Heureusement que l’idée déterministe, que l’on confond si volontiers avec la cause même de la science, ne se soutient plus dans la pratique journalière et se voit à tout propos démentie par le fait vivant et palpable où l’homme et sa conscience se trouvent directement engagés.

A l’ouïe d’un grand crime, la conscience, un moment comprimée et étouffée par la fausse science, recouvre sa grande voix. L’acte, qui avait trouvé sa légitimation dans un cabinet d’études, reprend le nom qui lui convient sous l’impression immédiate produite sur ses victimes ou ses témoins. La conscience humaine ne se contente plus de constater le fait : elle dénomme le crime, elle blâme le criminel, et c’est cette contradiction entre le postulat scientifique qui annule la culpabilité des actes et des agents, et le postulat de la conscience qui la relève, qu’un auteur moderne, un des moins autorisés, il est vrai, à se poser en défenseur de la morale, a voulu faire ressortir dans le roman intitulé : Le disciple.h

h – Roman de Paul Bourget. (C.R.)

Si la science morale et l’histoire ont en commun l’objet et diffèrent l’une de l’autre par le procédé, la science morale et l’esthétique en revanche s’opposent l’une et l’autre à l’histoire par la similitude du procédé, tout en différant par leur objet, le bien pour l’une, le beau pour l’autre. L’on a le droit de dire que la confusion de ces deux objets, de l’ἀγαθόν avec le καλόν, la réduction de la catégorie des obligations à la catégorie des jouissances esthétiques, qui fut une des graves erreurs de l’hellénisme, est redevenue l’une des principales aussi de l’époque contemporaine. Elle se nomme maintenant le renanisme. Semblable d’autre part à la morale par le procédé, l’esthétique est une science impérative ou délibérative et non descriptive. Le réalisme dans l’art est la contre-partie du déterminisme en morale ; ici l’on identifie le fait avec le droit ; là, le réel avec le beau. Ici l’on dit : Le mal, c’est le bien. On est allé jusqu’à dire là : Le beau, c’est le laid.

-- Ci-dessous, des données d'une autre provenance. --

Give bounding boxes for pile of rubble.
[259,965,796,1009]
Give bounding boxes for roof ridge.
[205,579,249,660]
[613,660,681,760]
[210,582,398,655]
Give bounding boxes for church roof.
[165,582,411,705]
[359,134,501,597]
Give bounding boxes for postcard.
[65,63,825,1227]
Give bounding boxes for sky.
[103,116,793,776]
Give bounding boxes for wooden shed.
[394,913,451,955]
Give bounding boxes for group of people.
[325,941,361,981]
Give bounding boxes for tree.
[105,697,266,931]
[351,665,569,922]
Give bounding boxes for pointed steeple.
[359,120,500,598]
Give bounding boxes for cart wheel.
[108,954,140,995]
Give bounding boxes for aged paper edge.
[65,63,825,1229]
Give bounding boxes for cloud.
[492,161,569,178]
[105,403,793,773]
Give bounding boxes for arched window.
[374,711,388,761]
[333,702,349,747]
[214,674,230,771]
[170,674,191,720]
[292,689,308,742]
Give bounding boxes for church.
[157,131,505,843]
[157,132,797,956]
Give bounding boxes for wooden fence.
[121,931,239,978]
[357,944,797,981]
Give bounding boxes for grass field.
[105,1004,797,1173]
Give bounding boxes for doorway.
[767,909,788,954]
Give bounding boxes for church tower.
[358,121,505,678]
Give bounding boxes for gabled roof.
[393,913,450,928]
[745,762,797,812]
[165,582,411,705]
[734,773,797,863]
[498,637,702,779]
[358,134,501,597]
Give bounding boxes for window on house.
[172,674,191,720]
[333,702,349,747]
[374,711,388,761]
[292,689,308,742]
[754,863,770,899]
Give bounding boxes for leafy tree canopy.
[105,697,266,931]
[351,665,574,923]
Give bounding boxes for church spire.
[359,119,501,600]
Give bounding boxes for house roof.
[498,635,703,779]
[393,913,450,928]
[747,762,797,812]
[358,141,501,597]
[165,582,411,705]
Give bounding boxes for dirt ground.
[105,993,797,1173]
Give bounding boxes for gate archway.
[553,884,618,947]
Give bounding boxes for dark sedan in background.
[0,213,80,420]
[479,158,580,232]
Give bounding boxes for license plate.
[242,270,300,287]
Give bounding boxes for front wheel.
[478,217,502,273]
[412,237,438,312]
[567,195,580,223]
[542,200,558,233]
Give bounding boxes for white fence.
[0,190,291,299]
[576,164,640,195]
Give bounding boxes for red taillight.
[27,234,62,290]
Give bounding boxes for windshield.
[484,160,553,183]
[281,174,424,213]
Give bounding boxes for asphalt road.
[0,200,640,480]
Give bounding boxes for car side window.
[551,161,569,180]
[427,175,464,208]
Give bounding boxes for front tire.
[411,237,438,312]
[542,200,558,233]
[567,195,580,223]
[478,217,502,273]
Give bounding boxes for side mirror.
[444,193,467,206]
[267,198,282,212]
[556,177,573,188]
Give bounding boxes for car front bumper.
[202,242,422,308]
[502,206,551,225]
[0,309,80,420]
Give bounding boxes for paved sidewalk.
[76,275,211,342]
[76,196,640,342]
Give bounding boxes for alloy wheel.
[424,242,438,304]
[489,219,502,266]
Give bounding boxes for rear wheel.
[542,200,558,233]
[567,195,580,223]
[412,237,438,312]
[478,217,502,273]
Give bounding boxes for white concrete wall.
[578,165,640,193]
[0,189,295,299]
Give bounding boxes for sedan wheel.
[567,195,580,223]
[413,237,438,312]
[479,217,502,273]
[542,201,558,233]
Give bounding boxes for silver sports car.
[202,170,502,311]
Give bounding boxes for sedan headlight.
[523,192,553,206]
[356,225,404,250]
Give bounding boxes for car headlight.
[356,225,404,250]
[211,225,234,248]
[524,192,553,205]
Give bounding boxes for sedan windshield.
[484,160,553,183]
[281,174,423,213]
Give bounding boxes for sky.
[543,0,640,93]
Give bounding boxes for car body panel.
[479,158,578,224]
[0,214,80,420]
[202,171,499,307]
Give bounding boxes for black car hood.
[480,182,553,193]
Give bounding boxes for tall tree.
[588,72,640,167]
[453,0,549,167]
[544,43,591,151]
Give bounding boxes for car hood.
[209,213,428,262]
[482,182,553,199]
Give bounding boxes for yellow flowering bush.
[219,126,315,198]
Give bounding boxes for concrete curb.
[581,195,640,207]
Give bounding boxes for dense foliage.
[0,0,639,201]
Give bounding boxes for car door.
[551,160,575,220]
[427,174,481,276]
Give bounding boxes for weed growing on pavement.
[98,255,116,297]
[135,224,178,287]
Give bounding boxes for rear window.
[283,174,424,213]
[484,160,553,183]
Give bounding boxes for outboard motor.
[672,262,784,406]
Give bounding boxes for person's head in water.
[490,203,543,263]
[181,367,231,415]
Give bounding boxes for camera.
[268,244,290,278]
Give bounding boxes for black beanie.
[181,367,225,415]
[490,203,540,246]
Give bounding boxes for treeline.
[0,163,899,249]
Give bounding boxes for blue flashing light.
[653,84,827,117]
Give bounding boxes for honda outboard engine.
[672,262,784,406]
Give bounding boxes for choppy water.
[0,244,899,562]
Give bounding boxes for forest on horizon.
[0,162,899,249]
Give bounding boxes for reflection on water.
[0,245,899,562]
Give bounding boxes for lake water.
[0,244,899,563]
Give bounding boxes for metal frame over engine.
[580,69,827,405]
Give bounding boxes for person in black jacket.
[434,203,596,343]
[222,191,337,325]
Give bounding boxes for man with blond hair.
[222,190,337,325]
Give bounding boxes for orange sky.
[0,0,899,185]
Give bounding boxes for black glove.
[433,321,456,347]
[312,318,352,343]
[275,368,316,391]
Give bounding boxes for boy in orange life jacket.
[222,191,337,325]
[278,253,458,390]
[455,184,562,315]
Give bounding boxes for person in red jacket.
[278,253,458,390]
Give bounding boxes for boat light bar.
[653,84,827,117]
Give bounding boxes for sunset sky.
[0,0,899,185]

La question des rapports de la morale et de la religion, de la dépendance ou de l’indépendance de l’une à l’égard de l’autre sera traitée dans notre première partie. Nous n’avions ici qu’à définir l’ordre moral en le replaçant dans son milieu, en en décrivant les contours et en en analysant les principaux éléments. Nous nous réservons de remonter plus tard au principe un ou multiple d’après lequel ces éléments s’ordonnent ou dont ils émanent.